百八 不気味な街
すっかり辺りが暗くなった頃だった。少し不気味な森の中を、傘を差して歩く。近くにねぐらがあるのか、どこからかカラスの鳴き声が聞こえていた。
どろどろと歪んだ空に、ぬかるんだ道。ランプの明かりを頼りに、日野たちは次の街を目指していた。
ここから、そう遠くはないはずだ。もう少し歩けば着くだろう。二匹が聞いたという鈴の音が、どこかでするかもしれないと、グレンは周囲の音に耳を澄ませていた。
──カタカタカタカタ
しかし、鈴の音は聞こえない。チラリとアルに視線を向けてみても、その小さな頭は横に振られた。
アルに聞こえないのであれば、刻の言うように次の街で女に聞き込みをするしかないか。
手がかりと呼べるものがない状態での人探し。刻を追いはじめた頃からそうだったため、慣れてはいるが……今回はあまり時間がない。

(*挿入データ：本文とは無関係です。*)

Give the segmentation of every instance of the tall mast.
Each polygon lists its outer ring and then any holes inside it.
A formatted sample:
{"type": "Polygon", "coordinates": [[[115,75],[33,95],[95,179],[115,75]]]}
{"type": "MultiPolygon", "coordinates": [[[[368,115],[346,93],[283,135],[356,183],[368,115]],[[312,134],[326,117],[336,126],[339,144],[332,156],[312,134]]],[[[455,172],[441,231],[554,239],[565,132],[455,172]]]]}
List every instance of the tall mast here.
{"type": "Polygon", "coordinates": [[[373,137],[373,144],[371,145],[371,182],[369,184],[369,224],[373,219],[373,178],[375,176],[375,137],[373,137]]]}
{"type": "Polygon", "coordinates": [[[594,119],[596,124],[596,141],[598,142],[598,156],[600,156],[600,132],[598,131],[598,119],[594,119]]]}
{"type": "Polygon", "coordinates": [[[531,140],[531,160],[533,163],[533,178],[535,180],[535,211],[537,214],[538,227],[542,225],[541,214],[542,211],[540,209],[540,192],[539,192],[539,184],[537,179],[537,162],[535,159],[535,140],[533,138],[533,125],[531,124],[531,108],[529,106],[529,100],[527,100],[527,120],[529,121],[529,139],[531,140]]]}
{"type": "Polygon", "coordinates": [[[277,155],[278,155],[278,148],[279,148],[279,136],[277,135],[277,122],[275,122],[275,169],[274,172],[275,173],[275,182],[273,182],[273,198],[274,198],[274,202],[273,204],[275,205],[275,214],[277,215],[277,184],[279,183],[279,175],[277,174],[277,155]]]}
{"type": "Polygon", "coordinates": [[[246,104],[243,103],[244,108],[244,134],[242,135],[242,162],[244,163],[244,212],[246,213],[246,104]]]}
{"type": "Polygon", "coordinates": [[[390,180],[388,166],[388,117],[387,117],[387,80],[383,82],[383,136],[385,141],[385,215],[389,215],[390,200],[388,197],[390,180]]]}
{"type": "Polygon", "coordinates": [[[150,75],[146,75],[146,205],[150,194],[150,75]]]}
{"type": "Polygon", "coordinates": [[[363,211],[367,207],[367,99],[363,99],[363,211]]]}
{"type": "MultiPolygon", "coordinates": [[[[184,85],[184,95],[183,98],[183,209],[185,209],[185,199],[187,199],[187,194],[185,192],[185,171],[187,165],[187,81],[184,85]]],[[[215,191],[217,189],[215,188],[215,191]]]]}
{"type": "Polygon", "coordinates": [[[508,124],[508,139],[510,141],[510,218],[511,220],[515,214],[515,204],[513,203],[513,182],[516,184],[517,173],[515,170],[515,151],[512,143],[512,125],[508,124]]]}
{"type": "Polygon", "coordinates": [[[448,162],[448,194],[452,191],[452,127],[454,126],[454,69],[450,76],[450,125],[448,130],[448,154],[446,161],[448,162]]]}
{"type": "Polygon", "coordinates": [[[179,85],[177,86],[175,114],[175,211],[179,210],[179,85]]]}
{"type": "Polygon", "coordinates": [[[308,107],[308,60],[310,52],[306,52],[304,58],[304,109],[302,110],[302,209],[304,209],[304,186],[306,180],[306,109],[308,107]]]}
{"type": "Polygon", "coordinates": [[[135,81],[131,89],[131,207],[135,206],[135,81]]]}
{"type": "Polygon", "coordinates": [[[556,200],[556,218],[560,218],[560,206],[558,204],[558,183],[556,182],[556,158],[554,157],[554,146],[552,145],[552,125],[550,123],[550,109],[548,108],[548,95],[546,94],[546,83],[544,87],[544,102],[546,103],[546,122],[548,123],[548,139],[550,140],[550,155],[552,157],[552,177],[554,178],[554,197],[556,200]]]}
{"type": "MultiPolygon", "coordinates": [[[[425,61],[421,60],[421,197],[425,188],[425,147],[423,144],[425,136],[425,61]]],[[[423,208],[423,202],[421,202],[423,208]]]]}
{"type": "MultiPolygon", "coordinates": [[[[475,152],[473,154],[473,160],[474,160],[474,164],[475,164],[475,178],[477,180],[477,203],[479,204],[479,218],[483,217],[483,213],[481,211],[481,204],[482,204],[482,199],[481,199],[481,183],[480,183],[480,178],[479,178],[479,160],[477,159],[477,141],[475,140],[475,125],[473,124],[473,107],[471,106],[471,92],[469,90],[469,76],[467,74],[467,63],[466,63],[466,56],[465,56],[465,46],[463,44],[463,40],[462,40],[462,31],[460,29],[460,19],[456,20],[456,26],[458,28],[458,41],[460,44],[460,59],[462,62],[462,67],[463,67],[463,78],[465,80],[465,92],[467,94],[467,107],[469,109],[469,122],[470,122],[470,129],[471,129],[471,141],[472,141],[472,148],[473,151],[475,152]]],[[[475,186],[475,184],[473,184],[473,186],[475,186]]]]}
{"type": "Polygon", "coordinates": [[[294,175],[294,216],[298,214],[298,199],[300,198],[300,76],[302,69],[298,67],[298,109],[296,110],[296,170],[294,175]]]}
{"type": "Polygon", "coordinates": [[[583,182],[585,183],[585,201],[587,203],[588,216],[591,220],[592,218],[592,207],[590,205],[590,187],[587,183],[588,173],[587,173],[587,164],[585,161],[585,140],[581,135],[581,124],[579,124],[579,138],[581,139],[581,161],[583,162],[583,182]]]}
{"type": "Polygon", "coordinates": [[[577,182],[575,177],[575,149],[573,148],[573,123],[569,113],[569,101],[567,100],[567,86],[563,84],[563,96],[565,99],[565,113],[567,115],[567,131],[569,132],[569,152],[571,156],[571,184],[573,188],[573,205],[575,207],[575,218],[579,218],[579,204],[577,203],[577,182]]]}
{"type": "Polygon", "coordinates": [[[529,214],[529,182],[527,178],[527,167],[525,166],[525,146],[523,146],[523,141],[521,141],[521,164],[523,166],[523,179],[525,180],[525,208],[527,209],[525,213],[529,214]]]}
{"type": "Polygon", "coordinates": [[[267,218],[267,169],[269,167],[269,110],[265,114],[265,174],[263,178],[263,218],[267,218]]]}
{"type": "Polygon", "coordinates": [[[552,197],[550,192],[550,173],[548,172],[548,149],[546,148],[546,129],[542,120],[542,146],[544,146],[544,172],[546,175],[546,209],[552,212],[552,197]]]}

辺りを見回しても、ランプの明かりが照らす範囲しか見ることは出来なかった。
歪んで生えている木々たちを、じめじめとした空気が包み込む。進むにつれて、森の不気味さはどんどん増していった。
──カタカタカタカタ
ローズマリーが刻に想いを寄せていることも、ルビーが刻を大切に思っていることも、二人の表情を見れば分かった。
慕う相手がたとえ殺人鬼と呼ばれる男だったとしても、彼女たちに罪はない。早く助け出してやらないと……。
──カタカタカタカタ
「だああっ、うるせぇ! お前いつまで震えてんだ。幽霊なんているわけないだろうが」
先程から聞こえていた、上下の歯がぶつかる音に、我慢できなくなったグレンが勢いよく振り返る。
その視線の先には、震える両手で傘のハンドルを握り締めて歩いている日野がいた。
暗くなってからというもの、彼女はキョロキョロと辺りを見回したり、たまに臨戦態勢をとるように構えてみたり、見えないものにずっと怯えていた。
ハルに笑われていることにも気づいていないようだ。
「いつもと同じ夜だろ。誰と戦ってんだよお前は」
「違うよ……いつもはこんなじゃない! その辺りに幽霊がいてもおかしくないよ」
「そういえば、さっきからボクたちの後ろを女の人がつけてきてるよね──でもその人、足が……無いんだ」
「いやああああああああああ!」
「ハル! やめろ! 余計に煩くなるだろ!」
泣き出した日野にため息を吐きながら、グレンは傘を閉じた。そして、日野の持つ傘を取り上げると、華奢な体を引き寄せた。手を繋いで、再び歩き出す。
「面倒臭い女だな、お前。多少汚れるのは我慢しろよ」
「そう言う割に、ボクには嬉しそうな顔してるように見えるけど」
「うるせぇ、さっさと行くぞ」
恐怖で泣いている日野を連れて、グレンとハルは足早に次の街へ進む。確かに、かなり気味が悪くなってきたが、距離を考えるとそろそろ着く頃だ。
暫く歩くと、ポツリポツリと明かりが見えはじめ、なんの変哲もない普通の街が目の前に現れた。
「もう怖くないだろ?」
「うん……ありがとう」
「もっとおどろおどろしい街が出てくるかと思ってたら、意外と普通だねぇ」
手を離す様子のない日野とグレンを他所に、ハルは街中を見回す。立ち並ぶ建物には明かりがついているが、街中に人がいない。
いつもなら、雨の日でも夜はお酒を飲んでいる大人たちで賑わっているところが多いのだが、ここの人間たちはそうではないのだろうか。
シンとした街をハルが不思議に思っていると──
「あんたたち! 早く! 早くこっちに来なさい!」
近くの家の扉が開き、白いエプロンをした、ふくよかな中年の女性が焦ったように手招きしていた。
「早くしな! 殺されちまうよ!」
そう言って、女性は必死に家へ入るように促した。
「なんだあのババア」
「……とりあえず、話を聞いてみる?」
「ボクもショウちゃんに賛成。女の人ならオリバーについて何か知ってるかもしれないよ」
「まあ……一応、女だな」
早く入りなと叫ぶ声が、徐々に大きくなっていく。よほど焦っているようだった。日野たちは頷き合って、走り出した。
招かれた家は、平家の小さなログハウス。扉の傍にある窓の向こうに人影はない。どうやら一人暮らしのようだ。
何か少しでも手がかりが掴めれば──、そんな思いを抱いて、三人は家の中へと入っていった。